WEEKLY IMPORTANT NEWS FROM MEDSCAPE AND OTHER SOURCES
Κυριακή, 20 Μαρτίου 2016
PREDICTIVE FACTORS OF PANITUMUMAB RESPONSE
In the UK phase III PICCOLO trial reported in JAMA Oncology, Seligmann et al found that high expression of either of the epidermal growth factor receptor (EGFR) ligands epiregulin or amphiregulin was associated with a progression-free survival benefit with panitumumab (Vectibix)/irinotecan vs irinotecan after fluoropyrimidine failure among patients with RAS wild-type advanced colorectal cancer.

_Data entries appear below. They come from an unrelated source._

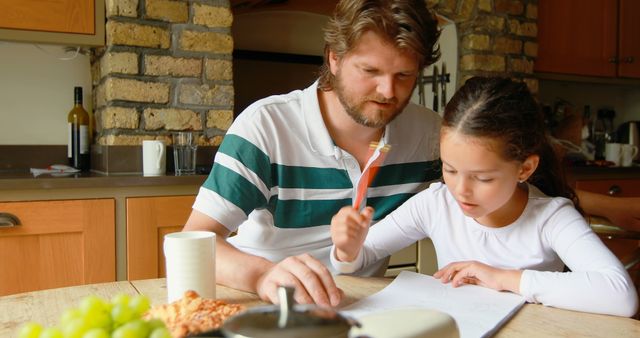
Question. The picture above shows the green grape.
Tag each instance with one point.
(51, 332)
(140, 304)
(155, 323)
(125, 331)
(121, 314)
(96, 333)
(30, 330)
(160, 332)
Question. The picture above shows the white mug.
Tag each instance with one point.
(629, 152)
(191, 263)
(613, 153)
(153, 158)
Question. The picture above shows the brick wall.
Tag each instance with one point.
(166, 67)
(496, 37)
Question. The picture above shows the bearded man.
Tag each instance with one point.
(290, 162)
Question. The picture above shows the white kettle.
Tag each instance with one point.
(634, 137)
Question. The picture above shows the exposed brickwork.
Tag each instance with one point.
(504, 45)
(167, 63)
(166, 67)
(218, 69)
(117, 89)
(171, 119)
(220, 119)
(119, 63)
(167, 10)
(160, 65)
(130, 34)
(210, 42)
(127, 8)
(476, 41)
(497, 37)
(212, 16)
(205, 95)
(117, 117)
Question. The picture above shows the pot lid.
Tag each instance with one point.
(288, 320)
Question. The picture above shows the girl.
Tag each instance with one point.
(503, 218)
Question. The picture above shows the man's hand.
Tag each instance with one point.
(349, 228)
(472, 272)
(311, 279)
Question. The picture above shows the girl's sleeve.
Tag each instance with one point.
(401, 228)
(597, 281)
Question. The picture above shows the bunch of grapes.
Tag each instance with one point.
(98, 318)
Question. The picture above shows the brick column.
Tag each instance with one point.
(166, 67)
(496, 37)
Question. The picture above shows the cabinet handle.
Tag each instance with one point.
(614, 190)
(8, 220)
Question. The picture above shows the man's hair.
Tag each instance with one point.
(407, 24)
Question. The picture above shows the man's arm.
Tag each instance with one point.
(239, 270)
(621, 211)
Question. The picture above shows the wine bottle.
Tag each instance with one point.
(78, 141)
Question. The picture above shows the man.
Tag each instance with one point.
(290, 162)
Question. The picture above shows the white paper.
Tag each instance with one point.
(477, 310)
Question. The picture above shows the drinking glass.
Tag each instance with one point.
(185, 145)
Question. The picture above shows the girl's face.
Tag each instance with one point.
(482, 182)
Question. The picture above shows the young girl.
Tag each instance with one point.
(503, 218)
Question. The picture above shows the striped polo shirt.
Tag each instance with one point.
(278, 177)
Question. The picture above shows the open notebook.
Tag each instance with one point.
(478, 311)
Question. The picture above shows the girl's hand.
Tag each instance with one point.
(472, 272)
(349, 228)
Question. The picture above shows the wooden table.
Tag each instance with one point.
(532, 320)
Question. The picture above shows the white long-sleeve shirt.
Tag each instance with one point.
(549, 234)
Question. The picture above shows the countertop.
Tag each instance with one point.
(531, 320)
(25, 180)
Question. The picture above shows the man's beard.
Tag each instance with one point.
(355, 108)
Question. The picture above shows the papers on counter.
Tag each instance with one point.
(54, 170)
(477, 310)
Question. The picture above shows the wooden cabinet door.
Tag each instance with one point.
(629, 41)
(148, 220)
(64, 16)
(575, 37)
(65, 22)
(617, 188)
(57, 244)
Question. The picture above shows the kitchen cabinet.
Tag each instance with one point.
(67, 22)
(51, 244)
(626, 249)
(601, 38)
(150, 218)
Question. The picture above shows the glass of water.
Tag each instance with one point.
(185, 145)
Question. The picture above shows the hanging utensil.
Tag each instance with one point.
(443, 83)
(434, 89)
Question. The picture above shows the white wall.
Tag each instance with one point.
(36, 92)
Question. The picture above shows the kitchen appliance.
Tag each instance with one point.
(628, 133)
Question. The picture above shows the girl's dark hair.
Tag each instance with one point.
(504, 110)
(406, 23)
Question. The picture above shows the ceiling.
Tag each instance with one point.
(324, 7)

The study was a preplanned analysis in which high ligand expression was defined as the top tertile of messenger RNA for either epiregulin or amphiregulin, and low expression was defined as neither ligand in the top tertile. Of the 696 trial patients randomized to receive panitumumab/irinotecan vs irinotecan, 331 had sufficient tumor tissue available for ligand measurement, and measurement was successful in 323 patients.
Progression-Free Survival Benefit
Among all patients, high ligand expression was not prognostic for overall survival (hazard ratio [HR] = 0.79, P = .15) or progression-free survival (HR = 0.93, P = .64). Among 220 patients with wild-type RAS (99 with high and 121 with low ligand expression), median progression-free survival was significantly prolonged with panitumumab treatment among those with high ligand expression (8.3 vs 4.4 months, HR = 0.38, P < .001) but not among those with low ligand expression (3.2 vs 4.0 months, HR = 0.93, P = .73; P = .01 for interaction).
A nonsignificant improvement in overall survival was observed for panitumumab/irinotecan vs irinotecan among patients with high expression (HR = 0.82, P = .35). Low expression was associated with nonsignificantly poorer survival (HR = 1.29, P = .19; P = .11 for interaction).
The investigators concluded: “High ligand expression is a predictive marker for panitumumab therapy benefit on [progression-free survival] in RAS [wild-type] patients; conversely, patients with low ligand expression gained no benefit…. Expression of EREG/AREG is a useful biomarker for anti-EGFR therapy; optimization for clinical use is indicated.”
The study was supported by Cancer Research UK and the Yorkshire Cancer Research.